Anyone can participate, though in the interest of transparency, results from teams which overlap some of the organizers or annotators of any of the included datasets will be denoted as such once the results are published. If one of the authors of your system is either an organizer, annotator of one or more of the datasets, or both, you must state so in a footnote in the camera ready version of your paper.


  1. Is there a registration/participation fee/something else?

Participation itself is free of charge and anyone can submit a system, however you must register for the CODI 2021 workshop in order to submit a paper and have your system evaluated. You can also send an e-mail to disrpt2021@googlegroups.com and we will add you to the distribution list for shared task updates (Alternatively, if you cannot successfully send an email to the email above, please send a note to Chloé Braud [Chloe.Braud@irit.fr] or Janet Liu [yl879@georgetown.edu] so we can add you from our end). We also recommend subscribing to the shared task repository on GitHub at https://github.com/disrpt/sharedtask2021


  1. How are systems submitted? Do I have to submit a paper too?

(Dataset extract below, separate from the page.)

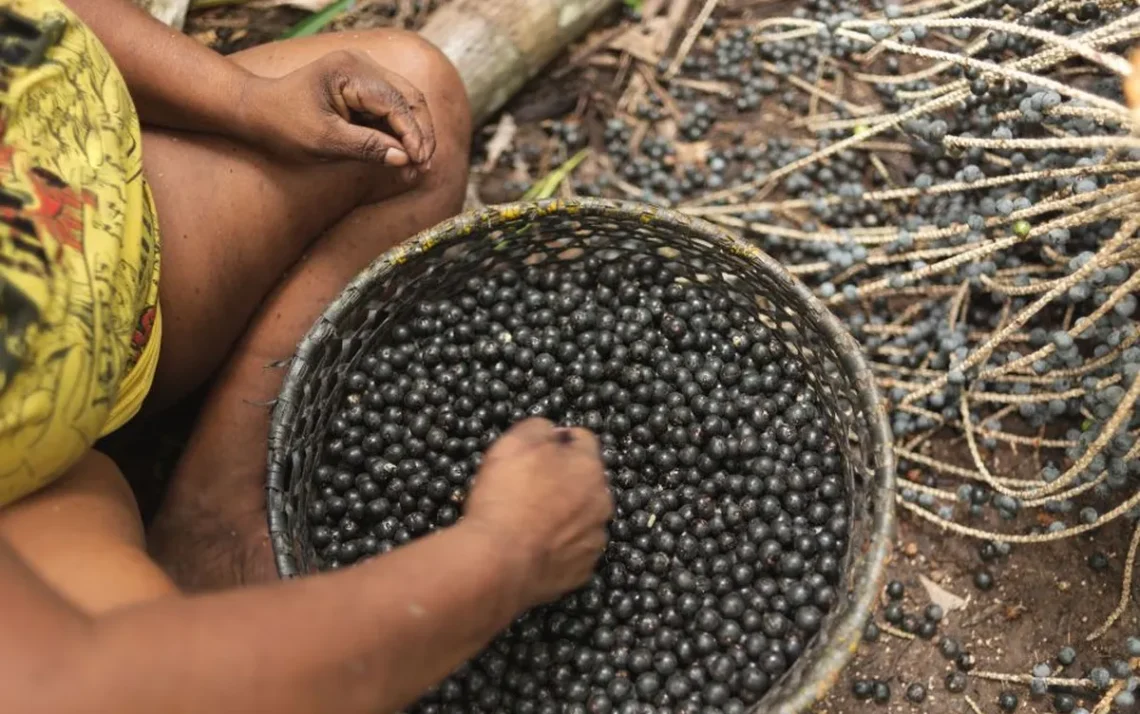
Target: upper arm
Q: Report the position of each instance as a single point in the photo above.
(81, 536)
(39, 633)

We believe that evaluation and analysis are very important, and therefore we require all systems to be accompanied by a paper using the EMNLP template. All papers will be submitted to the CODI workshop and marked as Shared Task papers. Accepted papers will be published in the Shared Task section of the proceedings of the workshop.

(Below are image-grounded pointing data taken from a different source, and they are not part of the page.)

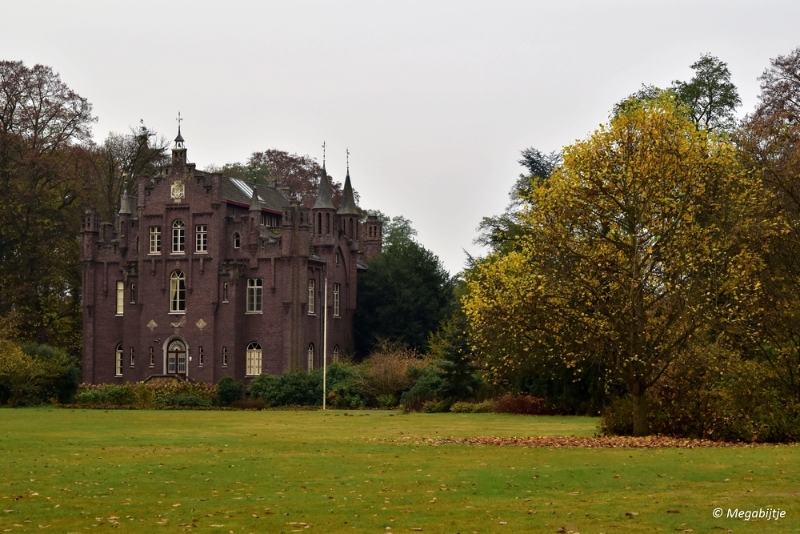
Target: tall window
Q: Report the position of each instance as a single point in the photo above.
(201, 238)
(311, 297)
(155, 240)
(254, 295)
(253, 359)
(178, 236)
(120, 296)
(177, 292)
(176, 357)
(118, 361)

During paper submission, authors will be asked to provide a link to their system, including all necessary resources which are not trivially available (for example, there is no need to provide pre-trained models available from huggingface, etc.). All systems must include code to retrain the system from scratch, so that evaluators can test aspects of the system’s performance and reproduce reported scores, as well as a detailed README file explaining how to train the system. Systems which cannot be run in the evaluation phase will not be accepted.

Please also make sure to use seeds to keep performance as reproducible as possible!


  1. Is there an overall winner to the task, and if so, what are the evaluation criteria?

There are five overall rankings which will be published at the end of the shared task:


  • Discourse Unit Segmentation - from tokenized text (.tok for non-pdtb style corpora)

  • Discourse Unit Segmentation - from treebanked data (.conllu for non-pdtb style corpora)

  • Connective Detection - from tokenized text (.tok for pdtb style corpora)

  • Connective Detection - from treebanked data (.conllu for pdtb style corpora)

  • Relation classification - from treebanked data (.rels for all corpora)

The overall system rankings in each category will be determined by the macro average score across treebanks, where each treebank score is decided by the micro-averaged metric.

For segmentation, micro-averaged positive class f-score is used as the metric in each treebank, while for relation classification the simple accuracy score is used. In all cases, the official Shared Task scorers, available from the GitHub repository, will be used.


  1. Can I use the data from the dev partition as training data as well?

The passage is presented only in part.